The decreased use of transmission lines by coal-fired power plants also opens up infrastructure to wind, he added.
Another challenge facing wind development comes down to technology: How do you build the most efficient, low-cost wind turbine that can compete with other energy sources?
To UW professor Jonathan Naughton, advancements in wind technology will also take center stage in 2020.One point of focus for engineers in 2020 will likely be improving the performance of wind turbines to “maximize productivity and minimize negative interactions between turbines,” Naughton explained. For years, the size of turbines has gradually expanded, along with innovations in nacelles, towers and blades. Often, these updates mean operators can install fewer wind turbines but generate more power.
But essential to any technological changes will be keeping the price of wind energy as low as possible, especially as the sinking price of solar energy poses competition to wind energy.
In addition, engineers will be working hard to integrate wind energy seamlessly into electrical grids that have relied for decades on conventional electricity sources, like coal, Naughton said. Wind energy has to be fully reliable and meet the intensive demand of the grid. When people reach for a light switch, they expect a light to come on in turn. But wind can be unpredictable.
“A lot of times we read that these challenges are impossible,” Naughton said. “I don’t think that that is true; I think that we have to get used to operating in a different way.”
The key to making the state attractive to wind developers includes reducing developers’ costs and increasing developers’ access to investment capital, according to Godby.
But Wyoming ranks fourth when it comes to the lowest cost for wind development in the West, trailing New Mexico, Montana and Colorado.

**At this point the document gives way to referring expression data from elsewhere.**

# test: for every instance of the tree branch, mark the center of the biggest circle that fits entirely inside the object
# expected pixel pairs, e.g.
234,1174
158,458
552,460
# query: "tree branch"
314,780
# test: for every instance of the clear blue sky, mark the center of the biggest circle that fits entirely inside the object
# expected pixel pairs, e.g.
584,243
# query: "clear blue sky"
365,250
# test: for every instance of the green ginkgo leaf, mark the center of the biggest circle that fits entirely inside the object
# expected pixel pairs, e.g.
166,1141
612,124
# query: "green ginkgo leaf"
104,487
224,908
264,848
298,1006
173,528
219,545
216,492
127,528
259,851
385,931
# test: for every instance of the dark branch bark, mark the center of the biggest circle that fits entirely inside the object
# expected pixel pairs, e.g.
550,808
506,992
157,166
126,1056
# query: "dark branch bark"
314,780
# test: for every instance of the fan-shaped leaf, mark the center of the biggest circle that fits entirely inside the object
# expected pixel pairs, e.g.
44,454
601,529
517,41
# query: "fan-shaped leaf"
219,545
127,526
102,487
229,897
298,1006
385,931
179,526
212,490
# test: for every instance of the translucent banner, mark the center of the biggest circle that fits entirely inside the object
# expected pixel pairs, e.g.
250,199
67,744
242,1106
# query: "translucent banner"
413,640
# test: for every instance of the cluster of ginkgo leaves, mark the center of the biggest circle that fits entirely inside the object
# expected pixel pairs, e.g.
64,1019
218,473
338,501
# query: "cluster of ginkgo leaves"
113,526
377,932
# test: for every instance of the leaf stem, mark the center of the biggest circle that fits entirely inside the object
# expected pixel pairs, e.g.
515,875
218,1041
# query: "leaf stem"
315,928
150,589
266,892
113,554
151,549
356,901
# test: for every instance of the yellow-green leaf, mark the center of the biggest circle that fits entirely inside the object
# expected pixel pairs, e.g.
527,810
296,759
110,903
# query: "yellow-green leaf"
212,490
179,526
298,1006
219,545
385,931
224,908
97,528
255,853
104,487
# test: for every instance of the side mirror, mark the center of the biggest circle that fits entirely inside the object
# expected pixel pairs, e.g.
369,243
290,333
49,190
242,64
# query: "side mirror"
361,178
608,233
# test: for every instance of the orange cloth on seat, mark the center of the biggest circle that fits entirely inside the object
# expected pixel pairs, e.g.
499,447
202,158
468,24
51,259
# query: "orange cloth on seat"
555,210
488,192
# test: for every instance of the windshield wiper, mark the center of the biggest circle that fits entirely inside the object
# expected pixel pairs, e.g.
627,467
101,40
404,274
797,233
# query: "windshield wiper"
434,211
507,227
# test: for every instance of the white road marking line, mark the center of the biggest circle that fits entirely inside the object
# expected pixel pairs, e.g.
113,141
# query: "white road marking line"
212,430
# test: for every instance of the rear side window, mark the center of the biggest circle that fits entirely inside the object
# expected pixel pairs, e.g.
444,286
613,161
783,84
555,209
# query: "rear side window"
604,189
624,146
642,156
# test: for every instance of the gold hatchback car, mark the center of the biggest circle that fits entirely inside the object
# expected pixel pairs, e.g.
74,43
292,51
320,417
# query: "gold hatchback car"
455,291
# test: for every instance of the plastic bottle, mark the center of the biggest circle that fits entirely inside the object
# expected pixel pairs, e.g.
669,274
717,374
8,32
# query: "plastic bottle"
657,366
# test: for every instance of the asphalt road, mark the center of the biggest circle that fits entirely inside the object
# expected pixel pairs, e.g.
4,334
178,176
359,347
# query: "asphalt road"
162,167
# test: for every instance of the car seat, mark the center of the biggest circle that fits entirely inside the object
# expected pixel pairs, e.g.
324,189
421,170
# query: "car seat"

Once wind facilities have been up and running for three years, the state levies a $1 per megawatt wind generation tax, in addition to sales and property taxes. Lawmakers instituted the wind generation tax in 2012.
The state’s revenue committee has repeatedly raised the possibility of boosting the tax (six times since 2016). But none of the attempts have been successful.
To advocates of a wind tax, that additional revenue is critical, comparing it to the severance taxes placed on oil and gas companies. Raising the tax to $4 per megawatt would bring the state an additional $1.9 billion. But that assumes the higher costs do not repel developers, the Center for Energy Economics and Public Policy found. And taxing could come with consequences, according to several experts interviewed by the Star-Tribune.
“Within Wyoming, the way we tax probably handicaps us with respect to our relative attractiveness compared to other states,” Godby said. “... If we had a major taxation change, like some of those that have been suggested in the past, that could be significantly change our cost competitiveness with neighboring states.”
Like clockwork, state lawmakers revived the recurrent call to enact a state wind tax in September — this time on electricity generation more broadly. The bill did not advance to session.
“The point to be made is: If you are going to change taxes, be very careful about how you do it because it will have unintended consequences,” Godby said. “Don’t assume that development will continue on the same course it has been.”